This decoupling of infrastructure and application logic allows developers to write and test applications in one environment and deploy them seamlessly across different cloud providers or on-premise environments - without modifying their code.

Deploy Dapr Alongside Your App with GitOps

As mentioned earlier, Dapr components are interchangeable, meaning the Dapr sidecar dynamically handles message dispatching based on the configured component.
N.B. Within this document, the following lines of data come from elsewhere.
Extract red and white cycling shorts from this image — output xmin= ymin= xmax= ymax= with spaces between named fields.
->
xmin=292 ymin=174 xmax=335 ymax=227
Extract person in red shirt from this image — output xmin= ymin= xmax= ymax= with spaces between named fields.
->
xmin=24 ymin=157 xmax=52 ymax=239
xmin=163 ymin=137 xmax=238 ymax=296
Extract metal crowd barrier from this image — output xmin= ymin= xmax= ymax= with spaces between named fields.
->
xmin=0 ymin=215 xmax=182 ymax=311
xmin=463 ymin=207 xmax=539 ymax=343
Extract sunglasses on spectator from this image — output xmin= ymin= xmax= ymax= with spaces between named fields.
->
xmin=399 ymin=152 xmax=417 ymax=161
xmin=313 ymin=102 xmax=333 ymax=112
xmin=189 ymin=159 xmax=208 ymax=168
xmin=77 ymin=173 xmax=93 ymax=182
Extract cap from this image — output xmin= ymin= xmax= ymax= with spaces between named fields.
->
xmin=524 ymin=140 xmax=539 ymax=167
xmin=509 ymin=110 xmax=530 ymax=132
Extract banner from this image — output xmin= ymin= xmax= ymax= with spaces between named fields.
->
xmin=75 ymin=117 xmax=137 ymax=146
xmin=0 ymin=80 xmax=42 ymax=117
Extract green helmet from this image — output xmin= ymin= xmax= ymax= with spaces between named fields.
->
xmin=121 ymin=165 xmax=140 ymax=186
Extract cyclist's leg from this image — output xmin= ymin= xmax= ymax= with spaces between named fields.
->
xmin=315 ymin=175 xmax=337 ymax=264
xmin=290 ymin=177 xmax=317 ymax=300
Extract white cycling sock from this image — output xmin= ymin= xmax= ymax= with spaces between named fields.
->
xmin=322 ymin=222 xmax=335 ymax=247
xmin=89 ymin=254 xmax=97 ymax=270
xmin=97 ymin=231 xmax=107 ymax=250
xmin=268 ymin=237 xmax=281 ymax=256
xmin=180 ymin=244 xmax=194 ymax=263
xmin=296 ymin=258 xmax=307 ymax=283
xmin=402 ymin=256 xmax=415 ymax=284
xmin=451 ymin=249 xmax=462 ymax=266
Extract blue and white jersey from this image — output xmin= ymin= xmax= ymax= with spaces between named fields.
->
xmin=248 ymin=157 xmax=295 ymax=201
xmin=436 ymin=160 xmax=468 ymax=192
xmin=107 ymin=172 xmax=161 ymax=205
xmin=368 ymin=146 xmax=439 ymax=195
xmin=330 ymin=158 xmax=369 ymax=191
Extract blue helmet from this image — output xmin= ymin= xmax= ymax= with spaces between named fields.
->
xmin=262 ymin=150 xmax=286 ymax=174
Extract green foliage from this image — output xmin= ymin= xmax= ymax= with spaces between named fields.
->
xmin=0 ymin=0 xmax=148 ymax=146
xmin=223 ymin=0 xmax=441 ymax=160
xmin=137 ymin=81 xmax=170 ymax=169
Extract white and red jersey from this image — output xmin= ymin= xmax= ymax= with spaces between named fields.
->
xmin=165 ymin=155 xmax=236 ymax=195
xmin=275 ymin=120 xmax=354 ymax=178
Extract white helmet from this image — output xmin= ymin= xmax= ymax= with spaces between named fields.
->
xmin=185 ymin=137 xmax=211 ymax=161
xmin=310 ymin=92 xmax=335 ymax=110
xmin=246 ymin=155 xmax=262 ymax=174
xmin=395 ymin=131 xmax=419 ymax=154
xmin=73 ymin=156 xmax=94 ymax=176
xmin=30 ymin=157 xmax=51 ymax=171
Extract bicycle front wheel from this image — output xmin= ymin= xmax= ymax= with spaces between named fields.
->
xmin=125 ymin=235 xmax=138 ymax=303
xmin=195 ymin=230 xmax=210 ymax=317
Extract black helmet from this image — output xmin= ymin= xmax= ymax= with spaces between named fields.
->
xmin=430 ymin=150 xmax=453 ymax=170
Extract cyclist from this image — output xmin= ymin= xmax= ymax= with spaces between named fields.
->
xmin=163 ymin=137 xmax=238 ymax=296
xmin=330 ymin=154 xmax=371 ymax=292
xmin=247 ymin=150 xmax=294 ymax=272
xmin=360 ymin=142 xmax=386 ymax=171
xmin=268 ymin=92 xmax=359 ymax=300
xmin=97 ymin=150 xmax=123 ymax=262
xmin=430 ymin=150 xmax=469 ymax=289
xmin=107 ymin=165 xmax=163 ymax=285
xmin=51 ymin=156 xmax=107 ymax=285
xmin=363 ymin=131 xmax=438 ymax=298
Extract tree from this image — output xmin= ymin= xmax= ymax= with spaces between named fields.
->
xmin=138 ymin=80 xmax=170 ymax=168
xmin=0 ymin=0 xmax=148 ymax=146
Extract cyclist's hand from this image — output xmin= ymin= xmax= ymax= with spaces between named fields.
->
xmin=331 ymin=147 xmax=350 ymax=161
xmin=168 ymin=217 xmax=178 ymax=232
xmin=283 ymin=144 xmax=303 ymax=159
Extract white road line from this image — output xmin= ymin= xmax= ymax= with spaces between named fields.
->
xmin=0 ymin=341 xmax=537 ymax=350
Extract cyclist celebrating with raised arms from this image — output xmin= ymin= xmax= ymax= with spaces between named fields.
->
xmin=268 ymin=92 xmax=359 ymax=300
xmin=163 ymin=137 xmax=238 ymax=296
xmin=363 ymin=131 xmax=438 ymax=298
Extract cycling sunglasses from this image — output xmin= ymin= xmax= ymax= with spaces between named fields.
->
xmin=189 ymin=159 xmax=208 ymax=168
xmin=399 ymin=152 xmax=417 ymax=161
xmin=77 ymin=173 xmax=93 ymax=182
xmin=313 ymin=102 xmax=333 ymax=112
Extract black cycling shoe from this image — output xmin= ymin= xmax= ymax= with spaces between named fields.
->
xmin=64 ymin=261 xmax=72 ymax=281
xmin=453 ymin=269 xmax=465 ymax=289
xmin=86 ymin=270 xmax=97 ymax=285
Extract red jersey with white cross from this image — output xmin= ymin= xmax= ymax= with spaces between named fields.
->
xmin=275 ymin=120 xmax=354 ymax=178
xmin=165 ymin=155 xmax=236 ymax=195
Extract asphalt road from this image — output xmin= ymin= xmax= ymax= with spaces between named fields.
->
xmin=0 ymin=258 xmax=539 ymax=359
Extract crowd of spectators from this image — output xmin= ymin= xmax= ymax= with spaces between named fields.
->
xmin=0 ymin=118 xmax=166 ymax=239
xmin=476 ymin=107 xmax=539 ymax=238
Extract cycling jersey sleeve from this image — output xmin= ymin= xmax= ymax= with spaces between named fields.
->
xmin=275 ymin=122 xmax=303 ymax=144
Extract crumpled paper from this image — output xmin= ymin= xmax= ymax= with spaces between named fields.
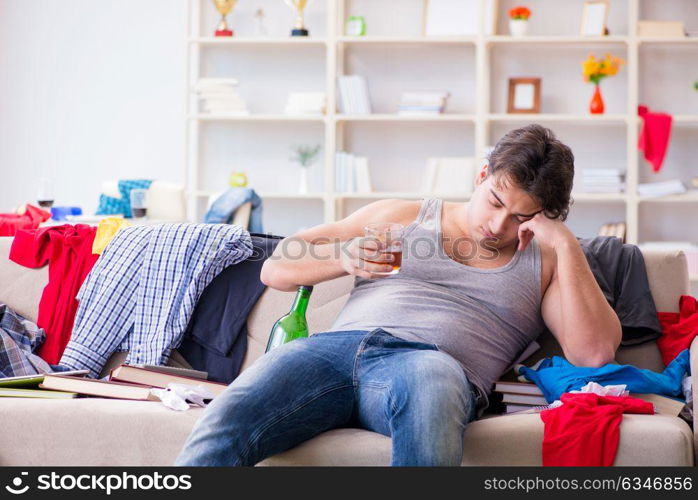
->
xmin=150 ymin=382 xmax=215 ymax=411
xmin=570 ymin=382 xmax=630 ymax=396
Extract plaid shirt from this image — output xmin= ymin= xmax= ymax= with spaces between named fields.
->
xmin=0 ymin=304 xmax=53 ymax=377
xmin=60 ymin=224 xmax=252 ymax=377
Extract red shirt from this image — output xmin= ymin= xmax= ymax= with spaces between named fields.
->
xmin=540 ymin=392 xmax=654 ymax=467
xmin=10 ymin=224 xmax=99 ymax=364
xmin=657 ymin=295 xmax=698 ymax=366
xmin=0 ymin=205 xmax=51 ymax=236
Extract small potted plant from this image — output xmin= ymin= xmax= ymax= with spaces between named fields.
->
xmin=291 ymin=144 xmax=320 ymax=194
xmin=509 ymin=5 xmax=531 ymax=36
xmin=582 ymin=54 xmax=625 ymax=114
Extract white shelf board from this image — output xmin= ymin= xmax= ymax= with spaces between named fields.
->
xmin=196 ymin=190 xmax=325 ymax=200
xmin=337 ymin=36 xmax=477 ymax=45
xmin=189 ymin=113 xmax=326 ymax=123
xmin=640 ymin=190 xmax=698 ymax=203
xmin=485 ymin=35 xmax=630 ymax=45
xmin=189 ymin=36 xmax=327 ymax=47
xmin=335 ymin=113 xmax=475 ymax=122
xmin=487 ymin=113 xmax=628 ymax=124
xmin=571 ymin=192 xmax=627 ymax=202
xmin=637 ymin=36 xmax=698 ymax=44
xmin=333 ymin=191 xmax=470 ymax=201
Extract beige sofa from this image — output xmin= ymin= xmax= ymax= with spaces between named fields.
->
xmin=0 ymin=238 xmax=698 ymax=466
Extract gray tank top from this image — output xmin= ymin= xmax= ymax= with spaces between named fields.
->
xmin=328 ymin=199 xmax=545 ymax=415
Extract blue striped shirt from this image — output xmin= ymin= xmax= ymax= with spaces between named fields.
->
xmin=60 ymin=224 xmax=252 ymax=377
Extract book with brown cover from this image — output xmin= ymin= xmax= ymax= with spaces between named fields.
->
xmin=39 ymin=374 xmax=160 ymax=401
xmin=494 ymin=380 xmax=543 ymax=396
xmin=109 ymin=365 xmax=228 ymax=396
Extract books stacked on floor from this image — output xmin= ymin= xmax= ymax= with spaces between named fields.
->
xmin=599 ymin=222 xmax=626 ymax=241
xmin=334 ymin=151 xmax=373 ymax=193
xmin=493 ymin=380 xmax=548 ymax=414
xmin=397 ymin=91 xmax=451 ymax=116
xmin=194 ymin=78 xmax=250 ymax=116
xmin=493 ymin=380 xmax=686 ymax=417
xmin=284 ymin=92 xmax=327 ymax=115
xmin=337 ymin=75 xmax=371 ymax=115
xmin=580 ymin=168 xmax=625 ymax=193
xmin=637 ymin=179 xmax=687 ymax=198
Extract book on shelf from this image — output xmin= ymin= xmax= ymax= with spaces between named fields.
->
xmin=637 ymin=179 xmax=687 ymax=198
xmin=419 ymin=157 xmax=475 ymax=196
xmin=284 ymin=92 xmax=327 ymax=115
xmin=0 ymin=387 xmax=77 ymax=399
xmin=579 ymin=168 xmax=625 ymax=193
xmin=0 ymin=370 xmax=90 ymax=388
xmin=109 ymin=365 xmax=228 ymax=396
xmin=398 ymin=91 xmax=450 ymax=116
xmin=335 ymin=151 xmax=373 ymax=193
xmin=193 ymin=78 xmax=249 ymax=115
xmin=130 ymin=364 xmax=208 ymax=380
xmin=337 ymin=75 xmax=371 ymax=115
xmin=39 ymin=374 xmax=160 ymax=401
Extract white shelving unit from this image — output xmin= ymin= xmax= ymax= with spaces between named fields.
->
xmin=186 ymin=0 xmax=698 ymax=254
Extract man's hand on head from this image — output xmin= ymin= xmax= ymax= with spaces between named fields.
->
xmin=517 ymin=213 xmax=577 ymax=251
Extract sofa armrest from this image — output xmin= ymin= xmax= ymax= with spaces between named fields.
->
xmin=691 ymin=337 xmax=698 ymax=465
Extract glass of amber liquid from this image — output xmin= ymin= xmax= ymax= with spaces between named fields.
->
xmin=364 ymin=222 xmax=405 ymax=275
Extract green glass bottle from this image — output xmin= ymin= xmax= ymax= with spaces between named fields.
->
xmin=264 ymin=285 xmax=313 ymax=352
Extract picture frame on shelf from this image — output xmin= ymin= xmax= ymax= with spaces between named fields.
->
xmin=579 ymin=0 xmax=608 ymax=36
xmin=507 ymin=78 xmax=541 ymax=113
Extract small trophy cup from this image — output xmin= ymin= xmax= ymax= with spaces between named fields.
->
xmin=213 ymin=0 xmax=237 ymax=36
xmin=284 ymin=0 xmax=310 ymax=36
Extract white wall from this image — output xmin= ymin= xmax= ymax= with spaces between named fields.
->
xmin=0 ymin=0 xmax=186 ymax=212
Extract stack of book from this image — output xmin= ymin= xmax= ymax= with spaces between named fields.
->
xmin=337 ymin=75 xmax=371 ymax=115
xmin=0 ymin=365 xmax=227 ymax=401
xmin=334 ymin=151 xmax=373 ymax=193
xmin=397 ymin=91 xmax=451 ymax=116
xmin=637 ymin=179 xmax=687 ymax=198
xmin=494 ymin=380 xmax=548 ymax=413
xmin=581 ymin=168 xmax=625 ymax=193
xmin=284 ymin=92 xmax=326 ymax=115
xmin=194 ymin=78 xmax=250 ymax=115
xmin=493 ymin=380 xmax=686 ymax=417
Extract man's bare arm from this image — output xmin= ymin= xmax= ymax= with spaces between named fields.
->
xmin=260 ymin=199 xmax=405 ymax=292
xmin=542 ymin=239 xmax=622 ymax=367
This abstraction provides seamless portability across environments, enabling developers to write code without worrying about infrastructure-specific details.

While this flexibility is powerful, managing Dapr configurations manually isn’t scalable, especially in cloud-native environments. Instead, we can leverage GitOps to declaratively define and deploy Dapr components alongside our applications.

Managing Dapr components with GitOps

Since Dapr components are defined as Kubernetes CRDs (kind: Component), they can be:

  • Versioned in Git, ensuring reproducibility and auditability.
  • Reviewed through pull requests before deployment.
  • Applied automatically using GitOps operators like ArgoCD or Flux.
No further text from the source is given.